At the April meeting members were invited to select a work of art which showed an historical event.  As is always the case, our members came up with a hugely diverse selection.

We looked at some very famous paintings such as Picasso’s Guernica, Rembrandt’s The Anatomy Lesson of Dr Nicolaes Tulp, and David’s Napoleon Crossing the Alps, and The Death of Marat.

Less familiar to most of us were Velasquez’s The Surrender of Breda, and Guercino’s The Woman Taken in Adultery.  Ford Madox Brown’s The Execution of Mary Stuart showed a very famous event in history, but somewhat ‘imaginative’ in its portrayal, as was Jean-Leon Gerome’s Pollice Verso, showing the thumbs down of the crowd in the Roman arena.  Both of these captured the drama and in the latter case, the excitement of the moment.
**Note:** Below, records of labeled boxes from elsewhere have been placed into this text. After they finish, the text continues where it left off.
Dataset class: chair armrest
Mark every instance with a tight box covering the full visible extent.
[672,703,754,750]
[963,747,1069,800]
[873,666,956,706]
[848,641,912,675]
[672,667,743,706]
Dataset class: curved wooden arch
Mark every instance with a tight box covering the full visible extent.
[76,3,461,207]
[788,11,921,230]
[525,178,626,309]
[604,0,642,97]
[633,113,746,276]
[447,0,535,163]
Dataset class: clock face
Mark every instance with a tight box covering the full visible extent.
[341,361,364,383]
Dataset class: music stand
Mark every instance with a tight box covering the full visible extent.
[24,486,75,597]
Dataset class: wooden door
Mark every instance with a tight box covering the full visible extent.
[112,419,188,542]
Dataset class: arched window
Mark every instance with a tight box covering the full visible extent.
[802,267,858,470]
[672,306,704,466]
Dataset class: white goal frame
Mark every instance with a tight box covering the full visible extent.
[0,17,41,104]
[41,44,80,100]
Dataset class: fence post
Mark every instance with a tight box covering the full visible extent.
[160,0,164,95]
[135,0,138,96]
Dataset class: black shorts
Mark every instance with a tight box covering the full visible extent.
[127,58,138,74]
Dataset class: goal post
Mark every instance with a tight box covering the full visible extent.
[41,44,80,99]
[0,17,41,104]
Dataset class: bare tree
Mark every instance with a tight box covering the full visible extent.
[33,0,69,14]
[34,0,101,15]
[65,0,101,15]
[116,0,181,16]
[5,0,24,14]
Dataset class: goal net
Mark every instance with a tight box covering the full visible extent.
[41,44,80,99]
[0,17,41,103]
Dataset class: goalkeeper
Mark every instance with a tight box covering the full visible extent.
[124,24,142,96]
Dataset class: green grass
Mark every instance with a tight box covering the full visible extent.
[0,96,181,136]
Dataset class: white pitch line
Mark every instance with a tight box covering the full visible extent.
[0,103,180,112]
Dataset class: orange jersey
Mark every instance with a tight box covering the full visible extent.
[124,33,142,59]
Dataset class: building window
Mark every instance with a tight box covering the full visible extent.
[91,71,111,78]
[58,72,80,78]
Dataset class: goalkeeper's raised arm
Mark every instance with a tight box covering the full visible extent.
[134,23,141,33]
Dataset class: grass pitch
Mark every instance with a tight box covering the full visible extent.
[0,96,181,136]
We all learned some fascinating facts about the historical circumstances and context of these works, as well as about the artists themselves.  An example of this was Sunday Morning painted in 1877 by the American artist Thomas Waterman Wood.  This showed two generations of African Americans.  A formerly enslaved woman is shown doing her needlework, sitting alongside her grand daughter who is reading a book to her, probably the Bible as it is a Sunday.  This was an optimistic statement about emancipation just a few years after the ending of slavery.  Although they are portrayed living in impoverished surroundings, the youngster appears to be benefiting from emancipation having had some education and her grandmother, presumably once enslaved, appears now nto have some leisure and family time.

Molly showed two paintings of the same subject, The Rape of the Sabine Women, one by Poussin and the other by Rubens.  Although they were both painted in the 1630s, the treatment was very different, illustrating the contrasting styles of Classicism and Baroque art.

Our next meeting will be on Tuesday 8th May when David Gearing will be talking about the work of Berthe Morrisot.